Laufen würde es schon, die Frage ist nur wie.

CyanogenMod benutzt bei veralteten Treiber immer mal wieder gerne irgendwelche Workaround's (mit meist unschönen Nebeneffekten) um darauf dann doch noch neuere Versionen von Android zum laufen zu bekommen. Dazu kommt das gerade bei Android 7 Google, aus für mich verständlichen Gründen (z.B. sollen App-Entwickler sich darauf verlassen können das sie ab Android 7 auch Vulkan nutzen können), nicht möchte das dies auf Geräten landet deren Treiber kein Vulkan können.

----------

## ChrisJumper

 *schmidicom wrote:*   

> 
> 
> Laufen würde es schon, die Frage ist nur wie.
> 
> CyanogenMod benutzt bei veralteten Treiber immer mal wieder gerne irgendwelche Workaround's..

 

*Hust* Ja.

Das Problem ist wahrscheinlich das es einfach keine passende Hardware gibt. Andererseits ärgert es mich massive, das es eben keine Open-Source Treiber für Geräte gibt. Es ist wahrscheinlich das selbe Problem wie bei den Treibern für Router und Wifi-Geräte, die ja teilweise auch im Open-Source Bereich einem eigenen kleinen Betriebsystem gleich kommen.

Verständnis habe ich schon das es so ist, so sein muss. Aber mich stört diese Junk-Mentalität. So viele meiner Mitmenschen nutzen noch Android Geräte mit einem veralteten 4.X Android nur weil es keine Updates mehr gibt. Gerade in Anbetracht der ekligen DDOS wellen, finde ich müssten wir (die IT-Community) da mehr Verantwortung tragen. Also ganz unabhängig von der IoT-Seuche. Die aber auch viel zu oft mit einem Linux daher kommen.

Ich hatte ja schon mal den Gedanken das man einfach versucht die Android Security Patches auf die alten Versionen anwendet. Aber das sind ja wirklich so viele das es eben nicht so leicht geht und hier merkt man auch warum das niemand macht. Vielleicht könnte man aber auch die Hersteller der Chips drängen Treiber für modernere Linux-Versionen anzubieten? Es ist richtig übel das es anscheinend im Mobil-Bereich nicht so funktioniert wie beim Desktop, das nur weil im Mobil-Bereich explizit die Nutzer nicht an dem Gerät schrauben sollen. Lieber weg werfen und das neue aktuelle Gerät kaufen.

Vielleicht gibt es auch schon ein Android-Linux das sich um veraltete Geräte kümmert? Mir würde es ja schon reichen wenn man zum Beispiel ein Firefox-OS installiert oder ein anderes sehr minimales Android, das zwar immer den aktuellste Android unterstützt, dafür aber Abwärtskompatibel ist. Doch Firefox-OS wurde mittlerweile auch eingestellt und war natürlich auch nicht so verbreitet wie beispielsweise Cyanogen-Mod.

----------

## Lixos

Passt vielleicht ganz gut zum Thema...

Ich suche auch schon seit einer kleinen Weile nach einem minimalen und freien BS für Smartphones.

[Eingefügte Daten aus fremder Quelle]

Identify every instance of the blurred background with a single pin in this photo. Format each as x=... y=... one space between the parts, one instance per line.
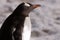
x=45 y=19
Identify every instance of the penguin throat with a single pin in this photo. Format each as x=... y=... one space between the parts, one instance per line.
x=27 y=29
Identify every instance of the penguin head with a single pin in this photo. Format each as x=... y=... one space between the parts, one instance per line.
x=25 y=8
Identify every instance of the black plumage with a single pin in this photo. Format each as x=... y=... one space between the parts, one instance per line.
x=15 y=21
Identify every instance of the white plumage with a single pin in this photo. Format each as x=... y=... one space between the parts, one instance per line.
x=27 y=29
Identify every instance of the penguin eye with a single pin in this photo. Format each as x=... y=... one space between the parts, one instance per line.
x=26 y=4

Schwierig gestaltet sich allein die Suche nach einer geeigneten Hardware, wofür freie Treiber zur Verfügung stehen.

Wenn man sich die noch zur Verfügung stehenden BS wie IOS, Android, Windows Mobile und CyanogenMod anschaut,

sind das leider keine wirklichen Alternativen. Seitdem Microsoft bei CyanogenMod mitmischt, nimmt die Entwicklung einen

"seltsamen" Verlauf.

Mit jeder neuen Android-Version kommen hunderte neue APIs hinzu... wer soll das noch überblicken?

Der Wunsch nach einem minimalen und offenen mobilen System wird unter den IT - Spezialisten immer größer.

Wenn man sich allerdings den Erfolg von StartUps bzw. alternativen mobilen Betriebssystemen in dieser Richtung anschaut, 

fällt das Ergebnis eher ernüchternd aus.

Falls jemand Anregungen zu möglichen Alternativen hat, wäre ich über Feedback dankbar.

----------

## firefly

 *Lixos wrote:*   

> eitdem Microsoft bei CyanogenMod mitmischt, nimmt die Entwicklung einen
> 
> "seltsamen" Verlauf.

 

Das ist falsch. Microsoft hat sich bei CyanogenOS beteiligt um z.b. Ihr cortona da einzubringen und nicht an CyanogenMod.

----------

## Lixos

...man muss nur fest daran glauben  :Wink:  ...

Ich vertraue Microsoft in dieser Hinsicht nicht!

Wobei es aufgrund der Google-APIs eh keine Rolle spielt, wer von Beiden Daten abgreift...

----------

## ChrisJumper

Habt ihr auch schon gelesen das die Android-Geräte anfällig für Rawhammer und Dirty Cow sind?

Irgendwie möchte man da auf Mac OS umsteigen. So gerne ich ja die Android-Geräte habe oder Linux. Aber das ist dann doch eine Nummer zu groß. Also als Exploit meine ich. Klar, IT-Techniker oder Aluhut Träger sind sich der Problematik ja schon im Grunde bewusst, und schon bei den normalen Mobiltelefonen war es so das ein Update vom Provider jederzeit das Telefon kompromittieren konnte.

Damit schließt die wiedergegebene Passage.